## Embedded Systems Design Prof. Anupam Basu Department of Computer Science and Engineering Indian Institute of Technology, Kharagpur

## Lecture - 22 SD and DD Algorithm

So, in the last class we were talking about dynamic voltage scheduling and we have not done the algorithms as yet, but even before doing the algorithms let us once again look at some examples which really makes this power management and power reduction issue very important.

(Refer Slide Time: 00:48)



Here is an example that we all of us use day to day that is the mobile phones and now with Jio and (Refer Time: 00:56) coming in everything is changing. So, you can see that the workload as we go from 2 G to 3 G, 4 G etcetera; the workload is increasing at this rate; workload in terms of mops or million operations per second. So, while it is actually increasing tenfold for each generation you can say, so more and more computational works has to be done. So, that is why; that is one reason which puts the challenge of reducing the power much more important.

(Refer Slide Time: 01:47)



Now, also we can think of different target platforms, as you have seen we can move we can have a general purpose processor, we can have a DSP, we can have a FPGA's and we can have ASIC, so there is range of platforms on which you can carry out all embedded tasks.
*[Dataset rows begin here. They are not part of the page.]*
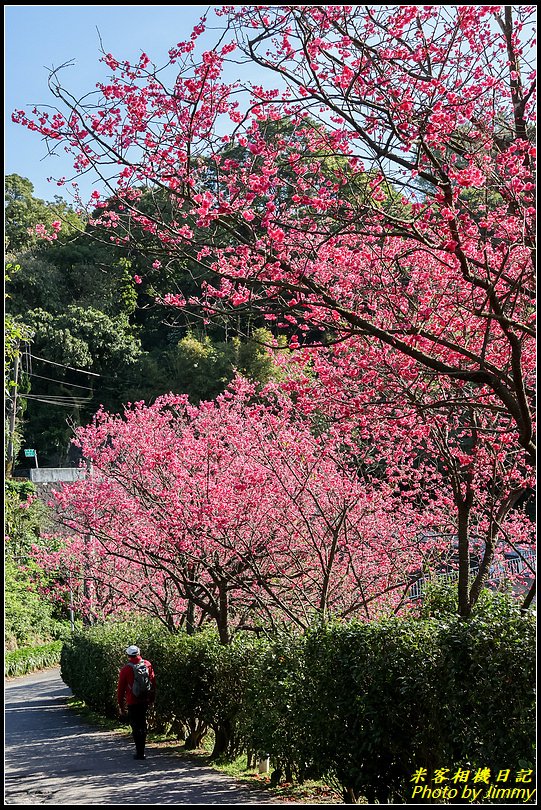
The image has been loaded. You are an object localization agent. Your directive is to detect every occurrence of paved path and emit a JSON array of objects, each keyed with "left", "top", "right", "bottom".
[{"left": 4, "top": 669, "right": 280, "bottom": 806}]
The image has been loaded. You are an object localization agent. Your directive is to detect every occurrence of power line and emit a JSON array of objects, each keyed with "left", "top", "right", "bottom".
[
  {"left": 30, "top": 354, "right": 101, "bottom": 377},
  {"left": 27, "top": 371, "right": 94, "bottom": 391}
]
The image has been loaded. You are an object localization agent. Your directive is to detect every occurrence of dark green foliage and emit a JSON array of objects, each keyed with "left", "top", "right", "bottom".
[{"left": 62, "top": 597, "right": 536, "bottom": 804}]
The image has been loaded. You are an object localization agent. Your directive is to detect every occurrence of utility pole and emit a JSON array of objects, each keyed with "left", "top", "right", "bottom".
[{"left": 7, "top": 346, "right": 19, "bottom": 473}]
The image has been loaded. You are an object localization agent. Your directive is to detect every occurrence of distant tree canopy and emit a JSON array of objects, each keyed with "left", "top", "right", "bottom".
[{"left": 5, "top": 174, "right": 286, "bottom": 465}]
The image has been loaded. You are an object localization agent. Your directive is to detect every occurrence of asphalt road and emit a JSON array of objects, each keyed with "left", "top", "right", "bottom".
[{"left": 4, "top": 669, "right": 280, "bottom": 806}]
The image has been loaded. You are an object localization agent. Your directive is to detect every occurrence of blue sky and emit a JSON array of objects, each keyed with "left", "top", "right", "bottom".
[{"left": 4, "top": 5, "right": 236, "bottom": 200}]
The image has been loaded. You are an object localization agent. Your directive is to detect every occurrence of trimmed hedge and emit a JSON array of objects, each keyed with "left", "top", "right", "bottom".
[
  {"left": 61, "top": 603, "right": 536, "bottom": 804},
  {"left": 4, "top": 641, "right": 62, "bottom": 678}
]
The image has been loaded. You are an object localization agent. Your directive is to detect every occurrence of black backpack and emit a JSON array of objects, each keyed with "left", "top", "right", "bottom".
[{"left": 130, "top": 661, "right": 152, "bottom": 697}]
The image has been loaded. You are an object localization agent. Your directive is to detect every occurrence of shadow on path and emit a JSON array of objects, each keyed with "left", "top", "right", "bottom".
[{"left": 4, "top": 669, "right": 280, "bottom": 805}]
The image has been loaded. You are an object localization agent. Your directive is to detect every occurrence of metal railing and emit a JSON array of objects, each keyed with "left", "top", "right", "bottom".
[{"left": 408, "top": 549, "right": 537, "bottom": 599}]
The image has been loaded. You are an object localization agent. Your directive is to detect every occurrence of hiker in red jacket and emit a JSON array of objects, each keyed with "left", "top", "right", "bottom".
[{"left": 117, "top": 644, "right": 156, "bottom": 759}]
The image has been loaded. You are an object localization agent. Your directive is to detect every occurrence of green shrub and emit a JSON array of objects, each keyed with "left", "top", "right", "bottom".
[
  {"left": 4, "top": 641, "right": 62, "bottom": 678},
  {"left": 61, "top": 597, "right": 535, "bottom": 804}
]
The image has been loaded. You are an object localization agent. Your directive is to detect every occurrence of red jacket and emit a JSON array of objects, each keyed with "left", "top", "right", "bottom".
[{"left": 117, "top": 655, "right": 156, "bottom": 708}]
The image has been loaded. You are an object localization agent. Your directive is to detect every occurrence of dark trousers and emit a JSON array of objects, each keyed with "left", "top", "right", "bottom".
[{"left": 128, "top": 703, "right": 148, "bottom": 757}]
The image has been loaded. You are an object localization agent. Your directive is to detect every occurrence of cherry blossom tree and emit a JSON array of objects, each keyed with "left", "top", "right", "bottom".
[
  {"left": 40, "top": 380, "right": 456, "bottom": 643},
  {"left": 14, "top": 5, "right": 535, "bottom": 615}
]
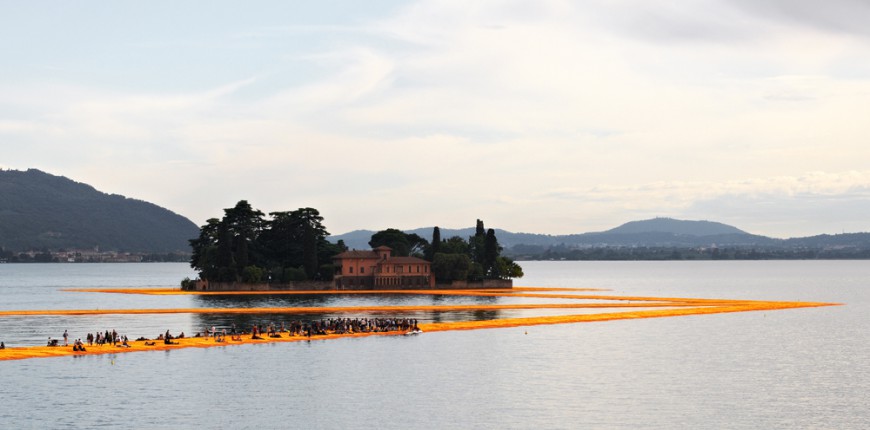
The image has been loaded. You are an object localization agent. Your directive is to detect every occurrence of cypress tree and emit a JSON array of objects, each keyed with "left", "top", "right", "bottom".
[
  {"left": 483, "top": 229, "right": 499, "bottom": 277},
  {"left": 431, "top": 226, "right": 441, "bottom": 257}
]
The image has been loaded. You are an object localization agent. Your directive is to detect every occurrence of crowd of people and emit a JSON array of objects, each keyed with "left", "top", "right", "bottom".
[
  {"left": 48, "top": 330, "right": 130, "bottom": 351},
  {"left": 35, "top": 318, "right": 420, "bottom": 352},
  {"left": 225, "top": 318, "right": 420, "bottom": 339}
]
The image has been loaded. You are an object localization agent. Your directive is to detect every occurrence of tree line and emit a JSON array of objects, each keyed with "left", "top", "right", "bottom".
[{"left": 190, "top": 200, "right": 523, "bottom": 283}]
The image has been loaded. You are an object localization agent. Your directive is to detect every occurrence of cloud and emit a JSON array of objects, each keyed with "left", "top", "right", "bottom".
[{"left": 0, "top": 0, "right": 870, "bottom": 233}]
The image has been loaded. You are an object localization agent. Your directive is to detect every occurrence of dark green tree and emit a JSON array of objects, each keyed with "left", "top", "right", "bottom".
[
  {"left": 441, "top": 236, "right": 470, "bottom": 255},
  {"left": 432, "top": 252, "right": 472, "bottom": 283},
  {"left": 426, "top": 226, "right": 441, "bottom": 261},
  {"left": 481, "top": 229, "right": 501, "bottom": 278}
]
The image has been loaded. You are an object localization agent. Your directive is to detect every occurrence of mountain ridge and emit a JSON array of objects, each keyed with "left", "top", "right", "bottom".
[
  {"left": 330, "top": 218, "right": 870, "bottom": 252},
  {"left": 0, "top": 169, "right": 199, "bottom": 253}
]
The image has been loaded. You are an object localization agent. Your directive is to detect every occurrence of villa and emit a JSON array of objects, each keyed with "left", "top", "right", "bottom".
[{"left": 332, "top": 246, "right": 435, "bottom": 290}]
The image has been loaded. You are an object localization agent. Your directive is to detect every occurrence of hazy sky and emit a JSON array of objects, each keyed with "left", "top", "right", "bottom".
[{"left": 0, "top": 0, "right": 870, "bottom": 237}]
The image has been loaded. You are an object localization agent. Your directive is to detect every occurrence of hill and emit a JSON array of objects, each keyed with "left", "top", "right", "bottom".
[
  {"left": 605, "top": 218, "right": 748, "bottom": 236},
  {"left": 0, "top": 169, "right": 199, "bottom": 253},
  {"left": 330, "top": 218, "right": 776, "bottom": 251},
  {"left": 330, "top": 218, "right": 870, "bottom": 259}
]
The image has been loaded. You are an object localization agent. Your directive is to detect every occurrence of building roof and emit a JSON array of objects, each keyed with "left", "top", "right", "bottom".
[
  {"left": 332, "top": 249, "right": 381, "bottom": 260},
  {"left": 383, "top": 257, "right": 432, "bottom": 264}
]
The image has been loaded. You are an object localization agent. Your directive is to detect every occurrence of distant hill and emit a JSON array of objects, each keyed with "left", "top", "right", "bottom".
[
  {"left": 605, "top": 218, "right": 748, "bottom": 236},
  {"left": 330, "top": 218, "right": 775, "bottom": 249},
  {"left": 330, "top": 218, "right": 870, "bottom": 258},
  {"left": 0, "top": 169, "right": 199, "bottom": 253}
]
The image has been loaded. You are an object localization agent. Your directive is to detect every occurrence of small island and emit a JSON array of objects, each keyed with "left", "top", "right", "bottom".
[{"left": 181, "top": 200, "right": 523, "bottom": 291}]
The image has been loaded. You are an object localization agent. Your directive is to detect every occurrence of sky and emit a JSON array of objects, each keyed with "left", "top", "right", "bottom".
[{"left": 0, "top": 0, "right": 870, "bottom": 238}]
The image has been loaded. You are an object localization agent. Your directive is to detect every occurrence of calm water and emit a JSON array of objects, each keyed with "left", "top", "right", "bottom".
[{"left": 0, "top": 261, "right": 870, "bottom": 429}]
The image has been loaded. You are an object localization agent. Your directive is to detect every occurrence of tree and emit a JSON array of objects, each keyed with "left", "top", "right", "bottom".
[
  {"left": 190, "top": 200, "right": 341, "bottom": 282},
  {"left": 482, "top": 229, "right": 501, "bottom": 278},
  {"left": 190, "top": 218, "right": 220, "bottom": 279},
  {"left": 440, "top": 236, "right": 470, "bottom": 255},
  {"left": 429, "top": 226, "right": 441, "bottom": 260},
  {"left": 432, "top": 252, "right": 471, "bottom": 282}
]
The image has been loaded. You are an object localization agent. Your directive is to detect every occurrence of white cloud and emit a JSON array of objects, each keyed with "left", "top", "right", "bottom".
[{"left": 0, "top": 0, "right": 870, "bottom": 233}]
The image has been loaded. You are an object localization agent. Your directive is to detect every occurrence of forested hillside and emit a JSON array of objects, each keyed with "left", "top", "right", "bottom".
[{"left": 0, "top": 169, "right": 199, "bottom": 253}]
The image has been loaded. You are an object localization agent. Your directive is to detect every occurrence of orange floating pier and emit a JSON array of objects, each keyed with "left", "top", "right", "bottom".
[{"left": 0, "top": 287, "right": 838, "bottom": 361}]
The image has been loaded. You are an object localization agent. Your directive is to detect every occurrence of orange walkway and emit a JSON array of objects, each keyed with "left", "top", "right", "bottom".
[{"left": 0, "top": 288, "right": 837, "bottom": 361}]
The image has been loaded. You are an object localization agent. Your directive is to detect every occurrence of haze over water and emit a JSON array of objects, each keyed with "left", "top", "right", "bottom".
[{"left": 0, "top": 261, "right": 870, "bottom": 429}]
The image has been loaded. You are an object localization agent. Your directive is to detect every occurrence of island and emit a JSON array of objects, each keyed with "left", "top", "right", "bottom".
[{"left": 181, "top": 200, "right": 523, "bottom": 291}]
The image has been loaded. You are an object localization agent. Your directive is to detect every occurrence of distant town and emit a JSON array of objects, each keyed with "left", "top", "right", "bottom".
[{"left": 0, "top": 248, "right": 190, "bottom": 263}]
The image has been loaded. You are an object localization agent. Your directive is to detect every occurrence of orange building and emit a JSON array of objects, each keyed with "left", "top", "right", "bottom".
[{"left": 332, "top": 246, "right": 435, "bottom": 290}]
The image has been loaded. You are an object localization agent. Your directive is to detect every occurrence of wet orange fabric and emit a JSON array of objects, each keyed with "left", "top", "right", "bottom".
[{"left": 0, "top": 288, "right": 836, "bottom": 361}]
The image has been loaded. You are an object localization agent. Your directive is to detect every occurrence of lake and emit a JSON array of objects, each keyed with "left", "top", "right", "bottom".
[{"left": 0, "top": 261, "right": 870, "bottom": 429}]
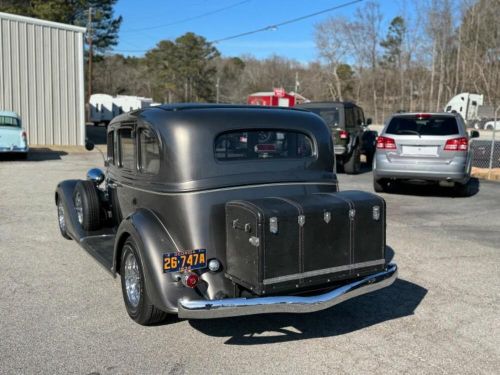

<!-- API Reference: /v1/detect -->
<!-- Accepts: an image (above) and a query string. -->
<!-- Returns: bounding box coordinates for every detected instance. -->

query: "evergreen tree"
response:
[380,16,406,67]
[146,32,219,102]
[0,0,122,53]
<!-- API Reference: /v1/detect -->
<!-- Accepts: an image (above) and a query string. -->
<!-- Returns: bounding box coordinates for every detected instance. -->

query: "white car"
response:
[0,111,29,158]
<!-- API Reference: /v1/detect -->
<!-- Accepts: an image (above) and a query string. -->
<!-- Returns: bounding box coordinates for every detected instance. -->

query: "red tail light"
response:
[182,273,199,288]
[444,137,469,151]
[377,136,397,150]
[339,130,349,139]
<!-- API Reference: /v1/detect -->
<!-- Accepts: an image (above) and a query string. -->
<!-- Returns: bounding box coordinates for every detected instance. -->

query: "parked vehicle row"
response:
[0,111,29,158]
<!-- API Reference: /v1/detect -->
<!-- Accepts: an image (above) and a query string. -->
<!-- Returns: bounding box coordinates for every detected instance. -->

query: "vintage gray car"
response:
[55,104,397,324]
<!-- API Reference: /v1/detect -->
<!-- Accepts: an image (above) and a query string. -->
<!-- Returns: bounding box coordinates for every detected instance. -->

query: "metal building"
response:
[0,12,85,145]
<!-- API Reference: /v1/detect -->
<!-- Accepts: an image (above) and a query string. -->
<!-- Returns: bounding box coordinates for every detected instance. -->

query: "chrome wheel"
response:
[57,202,66,233]
[123,252,141,307]
[75,191,83,225]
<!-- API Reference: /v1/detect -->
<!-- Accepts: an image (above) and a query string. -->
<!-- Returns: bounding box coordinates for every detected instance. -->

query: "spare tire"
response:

Now as you can see here as this diagram, this is a study by Imec Belgium that depending on different platforms, we have got the different GOP per joule; that means, the number of operations that we can carry out per joule.

In the earlier slide just now we have seen that how many operations we need right sorry here we have seen how many operations we need and as we are moving from 2 G to 3 G the number of required operations are increasing. So, here we see that the number of operations per joule per joule that can be carried out are varying and because of research on the x axis we are showing the time scale, you can see that we are being able to pack in more and more number of operations per joule.

Now, the winner in this case is of course, ASIC; you can see in ASIC we could pack in more or number of operations per joule where as the RISC architectures or the DSP architectures shown by these red triangles, they are all lagging behind FPGA's shown by these green squares are also lagging behind. So, the pursuit is therefore, to proceed, to try to reach do something on the DSP processors or do something on the microprocessors or FPGA. So, that we can reach somewhere here that is the happy island for us, we want to go to that level, so that is the pursuit. So, this is will give you some idea of you see this

curve is showing the inherent power efficiency of silicon. I can actually try to follow this path as is being shown by this arrow, so our pursuit will be by in 2010 is already crossed, so we should try to be somewhere here.

(Refer Slide Time: 04:31)



Now, here you see the problem of the power density increasing here as you are moving to more dense packing in silicon; smaller microns as we go on then our on this side you can see this and on this side you can see the power expended per centimeter square. So, as the power goes on here if we go on packing more and more will be somewhere here with 0.1 micron which will be the heat generated in a nuclear reactor and if we go on further then may be ultimately here; the rocket nozzle or the suns surface. So, we cannot afford to do that therefore, right now we are somewhere here and that in an earlier lecture I had shown that is like an hot plate and you can cook an egg on that easily. So, that is what has been reached by pentium pro, so that is the scenario that we have already surpassed the hot plate power density, so what to do about that.

(Refer Slide Time: 06:01)



Now, let us look at this and try to understand this in a little detail. Now, there has been some benchmark organizations which have made some studies about the projected area that we can have and the projected power that we can dissipate and from there we could find that the area will be limited to around 310 square millimeter and the power will be limited to 130 watts because if we go more than that we will not be able to dissipate that. Therefore, we are having an envelope here on this side we have seen more; the number of cores.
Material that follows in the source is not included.